A struggle from the start
Numbers have always felt like another language. A language that somehow I wasn’t programmed with. I definitely missed the genes from my mum, whose favourite subject at school was calculus and whose first degree was Medicine, and my sister, who is an accountant. They love numbers. My sister collects calculators and has an ‘I love maths’ t-shirt. Really.
I love maths a whole lot less. Working on a spreadsheet has always had the magical effect of making everything else on my to-do list suddenly seem in need of my urgent attention.
One of the reasons I signed up for the MBA was to once and for all silence the voice that’s always told me that numbers just aren’t my thing. Surely these are just self-imposed limits, right? Anyone can learn anything, if they put the effort in. And if an MBA is all about challenging yourself, then I was up for it.
So imagine my delight to discover that our very first class would be nothing other than financial accounting.
I did the reading. I did the pre-prep online Harvard maths course. I prepared myself mentally for the onslaught that was to come. I was ready. Bring it. And Cass brought it. Seventeen straight weeks of it. Accounting, followed up with financial markets and instruments and business analytics as the chaser.
Slightly more than I bargained for. I was struggling.
There’s nothing quite like that feeling when your calculator flashes up the message ‘maths ERROR’ – in capital letters just for extra effect. My calculator’s way of telling me that the formula I entered was apparently an attempt to break the rules of maths.
Or that feeling of sitting in a business analytics tutorial on a Sunday, looking at the first question, and spending the next five minutes wondering if I was the only person who actually has no idea where to start. Then accepting defeat and asking the lecturer to re-explain the concept he spent two hours describing in the lecture three days ago.
It felt uncomfortable. It felt disheartening. It felt hard.
Finding a way
Why couldn’t I remember how to calculate net present value, or explain the function of a yield curve, or find the z score without looking at the formula? But I told myself the only way was forward – kind of like swallowing cough medicine. Best to get it over and done with as quickly as possible, equipped with the knowledge that there must have been many a brave number-hater who has gone before me.
So I soldiered on. But that approach just made business analytics taste like cough medicine. So I switched tactics. I hunted out the maths lovers I know. I asked them why they loved it. I absorbed as much of their enthusiasm through osmosis as possible.

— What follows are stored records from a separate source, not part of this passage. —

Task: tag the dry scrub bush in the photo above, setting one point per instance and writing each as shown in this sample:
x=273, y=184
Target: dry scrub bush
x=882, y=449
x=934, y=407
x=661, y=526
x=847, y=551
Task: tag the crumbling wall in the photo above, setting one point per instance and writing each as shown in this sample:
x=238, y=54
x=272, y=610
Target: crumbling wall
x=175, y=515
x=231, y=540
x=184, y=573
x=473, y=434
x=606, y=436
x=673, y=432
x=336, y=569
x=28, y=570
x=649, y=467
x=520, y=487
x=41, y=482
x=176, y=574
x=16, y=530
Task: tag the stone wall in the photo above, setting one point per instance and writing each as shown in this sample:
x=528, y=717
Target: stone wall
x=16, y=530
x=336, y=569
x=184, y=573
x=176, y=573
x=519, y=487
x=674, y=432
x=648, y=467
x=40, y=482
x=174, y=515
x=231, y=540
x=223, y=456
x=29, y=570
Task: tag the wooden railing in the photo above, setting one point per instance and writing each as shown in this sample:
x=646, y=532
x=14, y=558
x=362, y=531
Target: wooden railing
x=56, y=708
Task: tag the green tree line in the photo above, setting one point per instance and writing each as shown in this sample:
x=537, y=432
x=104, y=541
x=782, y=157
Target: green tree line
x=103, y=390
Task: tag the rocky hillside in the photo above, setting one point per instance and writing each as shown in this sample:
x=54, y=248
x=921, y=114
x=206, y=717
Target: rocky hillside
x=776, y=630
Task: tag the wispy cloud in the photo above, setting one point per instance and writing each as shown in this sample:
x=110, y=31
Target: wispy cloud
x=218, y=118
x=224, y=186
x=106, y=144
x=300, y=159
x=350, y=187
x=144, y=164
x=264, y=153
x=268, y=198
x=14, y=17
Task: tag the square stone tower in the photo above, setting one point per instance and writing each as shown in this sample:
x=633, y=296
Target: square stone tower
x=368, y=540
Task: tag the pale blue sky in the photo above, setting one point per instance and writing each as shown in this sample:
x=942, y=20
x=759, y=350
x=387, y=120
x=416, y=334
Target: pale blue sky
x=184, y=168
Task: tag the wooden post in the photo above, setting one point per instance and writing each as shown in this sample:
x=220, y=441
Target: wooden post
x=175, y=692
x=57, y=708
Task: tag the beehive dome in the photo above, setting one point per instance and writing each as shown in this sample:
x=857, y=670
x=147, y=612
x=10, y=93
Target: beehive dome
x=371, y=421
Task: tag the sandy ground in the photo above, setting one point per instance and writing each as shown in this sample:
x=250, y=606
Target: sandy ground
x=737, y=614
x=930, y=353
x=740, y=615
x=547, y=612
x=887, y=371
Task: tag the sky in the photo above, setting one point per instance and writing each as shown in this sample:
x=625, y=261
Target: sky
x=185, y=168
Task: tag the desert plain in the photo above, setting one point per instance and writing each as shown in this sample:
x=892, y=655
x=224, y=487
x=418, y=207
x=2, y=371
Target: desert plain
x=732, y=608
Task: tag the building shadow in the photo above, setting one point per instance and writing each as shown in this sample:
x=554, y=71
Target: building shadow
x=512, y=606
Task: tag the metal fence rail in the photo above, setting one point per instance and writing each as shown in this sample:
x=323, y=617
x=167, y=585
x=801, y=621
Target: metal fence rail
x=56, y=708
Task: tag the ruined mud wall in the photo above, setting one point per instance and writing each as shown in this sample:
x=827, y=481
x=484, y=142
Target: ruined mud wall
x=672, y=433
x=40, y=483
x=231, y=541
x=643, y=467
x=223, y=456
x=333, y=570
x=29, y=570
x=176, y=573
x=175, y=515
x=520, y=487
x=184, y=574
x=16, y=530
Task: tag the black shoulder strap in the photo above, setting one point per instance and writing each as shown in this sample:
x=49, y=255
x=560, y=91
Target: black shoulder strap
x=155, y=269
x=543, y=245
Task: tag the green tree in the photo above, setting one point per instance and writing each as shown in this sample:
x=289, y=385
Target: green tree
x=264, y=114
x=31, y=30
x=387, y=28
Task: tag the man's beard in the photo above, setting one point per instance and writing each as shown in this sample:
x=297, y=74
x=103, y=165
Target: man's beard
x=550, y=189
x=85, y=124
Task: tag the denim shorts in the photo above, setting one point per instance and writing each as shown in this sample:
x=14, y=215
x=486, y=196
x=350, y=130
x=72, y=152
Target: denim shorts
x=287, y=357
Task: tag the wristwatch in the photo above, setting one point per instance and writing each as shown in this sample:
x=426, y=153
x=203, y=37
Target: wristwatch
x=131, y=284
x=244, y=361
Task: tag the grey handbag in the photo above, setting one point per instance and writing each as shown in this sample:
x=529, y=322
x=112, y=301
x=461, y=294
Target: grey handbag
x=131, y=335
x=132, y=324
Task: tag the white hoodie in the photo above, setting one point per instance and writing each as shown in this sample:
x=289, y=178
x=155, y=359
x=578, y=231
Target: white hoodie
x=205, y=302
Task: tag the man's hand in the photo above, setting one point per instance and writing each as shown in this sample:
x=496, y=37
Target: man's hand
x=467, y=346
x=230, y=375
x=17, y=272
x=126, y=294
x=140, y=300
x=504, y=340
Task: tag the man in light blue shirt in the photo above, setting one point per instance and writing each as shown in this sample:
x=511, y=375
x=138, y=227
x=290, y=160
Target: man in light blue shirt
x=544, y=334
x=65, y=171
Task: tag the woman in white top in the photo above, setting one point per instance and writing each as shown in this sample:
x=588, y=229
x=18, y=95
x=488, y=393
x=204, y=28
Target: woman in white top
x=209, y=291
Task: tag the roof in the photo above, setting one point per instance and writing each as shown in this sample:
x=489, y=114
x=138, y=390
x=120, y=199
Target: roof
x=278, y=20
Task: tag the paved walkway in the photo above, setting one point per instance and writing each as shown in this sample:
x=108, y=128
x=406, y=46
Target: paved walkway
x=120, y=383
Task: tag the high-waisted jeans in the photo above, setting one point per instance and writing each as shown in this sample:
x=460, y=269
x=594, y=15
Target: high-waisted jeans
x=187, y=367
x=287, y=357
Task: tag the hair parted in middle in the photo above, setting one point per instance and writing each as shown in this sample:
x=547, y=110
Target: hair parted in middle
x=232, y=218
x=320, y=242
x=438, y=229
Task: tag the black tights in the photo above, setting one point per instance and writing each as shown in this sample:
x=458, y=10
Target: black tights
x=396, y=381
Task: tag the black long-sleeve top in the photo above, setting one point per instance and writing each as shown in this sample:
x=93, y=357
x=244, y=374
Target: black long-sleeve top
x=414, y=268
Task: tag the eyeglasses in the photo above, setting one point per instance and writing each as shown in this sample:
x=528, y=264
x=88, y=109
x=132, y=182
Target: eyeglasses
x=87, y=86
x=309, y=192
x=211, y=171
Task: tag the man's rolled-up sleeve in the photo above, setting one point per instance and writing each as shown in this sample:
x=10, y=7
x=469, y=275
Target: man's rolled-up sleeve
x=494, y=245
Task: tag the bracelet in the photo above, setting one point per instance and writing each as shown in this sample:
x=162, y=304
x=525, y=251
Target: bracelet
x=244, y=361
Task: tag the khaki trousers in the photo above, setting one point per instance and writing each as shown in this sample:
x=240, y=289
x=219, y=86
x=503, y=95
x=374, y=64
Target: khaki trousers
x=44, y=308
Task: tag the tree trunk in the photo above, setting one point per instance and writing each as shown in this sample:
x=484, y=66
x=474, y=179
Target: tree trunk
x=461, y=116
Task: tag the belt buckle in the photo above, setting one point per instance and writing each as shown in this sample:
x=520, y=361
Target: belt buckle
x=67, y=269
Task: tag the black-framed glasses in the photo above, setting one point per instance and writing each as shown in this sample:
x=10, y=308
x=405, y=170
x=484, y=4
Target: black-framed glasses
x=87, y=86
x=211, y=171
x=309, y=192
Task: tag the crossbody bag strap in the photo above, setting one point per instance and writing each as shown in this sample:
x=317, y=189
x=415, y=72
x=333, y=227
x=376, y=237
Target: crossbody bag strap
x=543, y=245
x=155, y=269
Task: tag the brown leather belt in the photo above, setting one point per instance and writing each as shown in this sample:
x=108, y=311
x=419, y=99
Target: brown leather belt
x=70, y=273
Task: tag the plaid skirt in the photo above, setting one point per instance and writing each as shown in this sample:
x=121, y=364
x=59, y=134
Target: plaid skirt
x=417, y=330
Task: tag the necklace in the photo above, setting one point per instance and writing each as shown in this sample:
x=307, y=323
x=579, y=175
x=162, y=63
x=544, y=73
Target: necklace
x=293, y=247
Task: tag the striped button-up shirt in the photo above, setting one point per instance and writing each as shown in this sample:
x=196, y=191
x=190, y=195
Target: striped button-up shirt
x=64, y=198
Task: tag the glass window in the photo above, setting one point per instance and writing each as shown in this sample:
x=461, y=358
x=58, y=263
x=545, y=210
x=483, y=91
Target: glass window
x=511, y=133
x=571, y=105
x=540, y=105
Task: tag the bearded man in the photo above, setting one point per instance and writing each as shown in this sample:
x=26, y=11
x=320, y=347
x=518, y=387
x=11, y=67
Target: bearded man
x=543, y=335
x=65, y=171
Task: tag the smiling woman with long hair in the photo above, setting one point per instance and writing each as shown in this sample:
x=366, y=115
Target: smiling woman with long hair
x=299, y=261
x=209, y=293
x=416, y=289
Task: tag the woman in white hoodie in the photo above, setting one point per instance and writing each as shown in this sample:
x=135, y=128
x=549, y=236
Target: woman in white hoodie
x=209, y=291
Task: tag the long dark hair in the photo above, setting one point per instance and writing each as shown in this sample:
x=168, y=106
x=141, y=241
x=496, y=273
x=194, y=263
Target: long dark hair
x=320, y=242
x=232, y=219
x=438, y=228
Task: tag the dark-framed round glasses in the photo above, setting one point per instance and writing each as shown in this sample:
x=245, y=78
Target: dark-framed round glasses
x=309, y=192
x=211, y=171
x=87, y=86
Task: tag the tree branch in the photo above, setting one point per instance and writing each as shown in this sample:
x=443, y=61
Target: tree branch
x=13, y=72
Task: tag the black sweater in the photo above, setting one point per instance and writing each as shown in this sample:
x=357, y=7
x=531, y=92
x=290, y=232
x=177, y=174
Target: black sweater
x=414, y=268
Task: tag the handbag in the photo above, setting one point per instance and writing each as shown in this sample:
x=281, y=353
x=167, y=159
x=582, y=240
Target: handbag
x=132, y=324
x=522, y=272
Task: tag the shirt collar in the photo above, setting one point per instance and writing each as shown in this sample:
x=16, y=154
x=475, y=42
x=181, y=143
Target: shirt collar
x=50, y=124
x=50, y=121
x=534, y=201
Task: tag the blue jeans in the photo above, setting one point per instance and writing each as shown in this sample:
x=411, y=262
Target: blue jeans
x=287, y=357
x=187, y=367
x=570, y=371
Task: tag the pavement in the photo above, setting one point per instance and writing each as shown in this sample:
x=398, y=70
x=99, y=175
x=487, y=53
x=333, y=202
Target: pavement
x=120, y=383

Then I went back to it, and this time framed it as a chance to discover why there are indeed maths fans out there everywhere. I stopped telling myself I wasn’t good at numbers. And it helped.
Turns out there’s nothing more satisfying than solving an equation right first time. Seeing a question, remembering the rules and applying what you know. The first time I managed it I felt genuinely deserving of a gold star, or at least a ‘you did it!’ message from my calculator.
We laughed when as a joke a classmate wrote ‘well done’ to himself on his worksheet. But actually, self-talk is powerful. It’s not the topic but what you tell yourself about the topic that matters most. Well. Who knew this numbers stuff would have an unexpected lesson.
In the end there were actually at least one or two moments when I found it fun. Ok that might be an overstatement. More like, satisfying. Proving to myself that it wasn’t impossible.
My name is Tara, and I can do numbers. I’ll just probably never love them enough to buy an ‘I love maths’ t-shirt.